The records of Jacob Bieller and the people he brought to northeast Louisiana can be found in the Alonzo Snyder Papers at the Hill Library of Louisiana State University. Another excellent primary source that illuminates the issues discussed in this article is the R.C. Ballard Papers, located in the Southern Historical Collection of the University of North Carolina. A recent book that looks at the aftereffects of Andrew Jackson’s victory over the Second Bank of the United States is R.H. Kilbourne, Slave Agriculture and Financial Markets in Antebellum America: The Bank of the United States in Mississippi, 1831-1852 (London, 2006.) Kilbourne argues that the fall of the Bank made the ultimate calamity of 1837 inevitable.

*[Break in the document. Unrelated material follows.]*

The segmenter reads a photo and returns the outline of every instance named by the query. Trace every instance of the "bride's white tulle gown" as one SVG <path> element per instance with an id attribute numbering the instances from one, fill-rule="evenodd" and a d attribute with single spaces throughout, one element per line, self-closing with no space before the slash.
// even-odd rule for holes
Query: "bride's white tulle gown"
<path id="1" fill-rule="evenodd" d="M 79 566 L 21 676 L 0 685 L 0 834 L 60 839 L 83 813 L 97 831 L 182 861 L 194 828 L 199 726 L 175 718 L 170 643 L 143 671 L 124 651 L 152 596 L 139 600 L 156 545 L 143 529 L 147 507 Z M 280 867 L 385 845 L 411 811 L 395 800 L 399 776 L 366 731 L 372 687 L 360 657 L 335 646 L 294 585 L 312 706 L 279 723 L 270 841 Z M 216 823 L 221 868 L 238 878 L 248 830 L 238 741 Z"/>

A recent award-winning dissertation by Jessica Lepler—”1837: Anatomy of a Panic,” (Ph.D. Diss., Brandeis University, 2007)—recreates the collapse of the international economy. Perhaps the most significant book in recent years about world history on the grand scale is Kenneth Pomeranz’s The Great Divergence: China, Europe, and the Making of the Modern World-Economy (Princeton, 2000), which argues that “ghost acres” of southwestern cotton fields enabled Europe to break out of the “resource cul-de-sac” that trapped the Chinese economy before it could reach what scholars used to call the takeoff point of modernization.

Finally, an excellent introduction to the way that the economic profession has, over the past fifty years, increasingly hidden from the investigation of historical issues like panics and crises in the “utopian economics” of simple models and free-market panaceas is John Cassidy, How Markets Fail: The Logic of Economic Calamities (New York, 2009).

 

This article originally appeared in issue 10.3 (April, 2010).


Edward E. Baptist is Associate Professor of History at Cornell University. He is writing a book on how the expansion of slavery in the nineteenth century shaped African America, the United States, and the world.